My point being? I was balanced. The only time ‘guilt’ occurred in my life, was if I had said something without thinking or accidently let a door go on somebody.
So why am I saying all of this? Because that girl who I described, is very different to the person I am today. That girl got completely floored by an eating disorder that went on to steal and affect the next 10 years of her life, the most recent relapse almost costing her life.  

I slowly but surely became the girl completely consumed by thoughts around food. Whose every day was spent calculating food intake and feeling guilty about every ounce. The girl who found achievement and challenge in eating less and less each day.  The girl whose body just wanted to rest, but mind wanted to burn X amount of calories. The girl who struggled to overcome mind battles, even to just eat a banana. The saddest part? It isn’t just health & weight that my eating disorder stole from me. It’s cost me friends, my ability to work and my passion for, well anything really! It has pound by pound shrunk my life down until there is nothing left but my eating disorder.  And if stripping my life away wasn’t enough, it decided to throw some pretty significant physical health consequences in there too!  
 
So why did I decide to write this post?  I guess there are a mixture of reasons. Today marks the first day of Eating Disorder awareness week in the UK. A week dedicated to raising awareness, reducing the stigma and encouraging those in need to seek help, the same aims that I have for logging my own journey through my blog.

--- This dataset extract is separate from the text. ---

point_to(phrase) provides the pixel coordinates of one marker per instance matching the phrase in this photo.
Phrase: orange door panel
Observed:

 I also wrote this post to remind myself of all the things that my eating disorder has caused/taken from me and to remind me of why I’m fighting so hard in recovery. I hope it’s also a reminder to anyone else on the same path of recovery, to keep fighting because no good will come from your eating disorder. It does nothing but distort your thoughts, beleifs and actions. It shrinks you down until you feel like you having nothing left to give. You are far more than your eating disorder, you can and WILL recover, because there is a life that exists without an eating disorder – regardless of what your thoughts/fears tell you.  Lastly, I hope this post helps to raise awareness - there are a lot of unhealthy diets/views on foods being promoted currently, and although eating disorders aren’t always caused by diets, the unhealthy relationships with food that they create can lead people to fall down a very slippery slope, without even being aware of what’s on the other side.
 
Anorexia, or any eating disorder for that matter, is not a choice. It’s a mental illness. The only choice that exists within the illness, is the choice to recover. That’s a choice that isn’t just made once and followed by an uphill, pleasant recovery. It’s a choice has to be made every second of every day.  As for me, I’m now on a desperate journey & a huge uphill climb to claim back my life. To heal and restore not just my health, but my happiness too. 
 
 
 
This has been a somewhat very rambly post, I’m not quite sure that it will even make sense to anyone. If anything, I hope that it’s a reminder of how precious life is and that it’s beyond worth fighting for.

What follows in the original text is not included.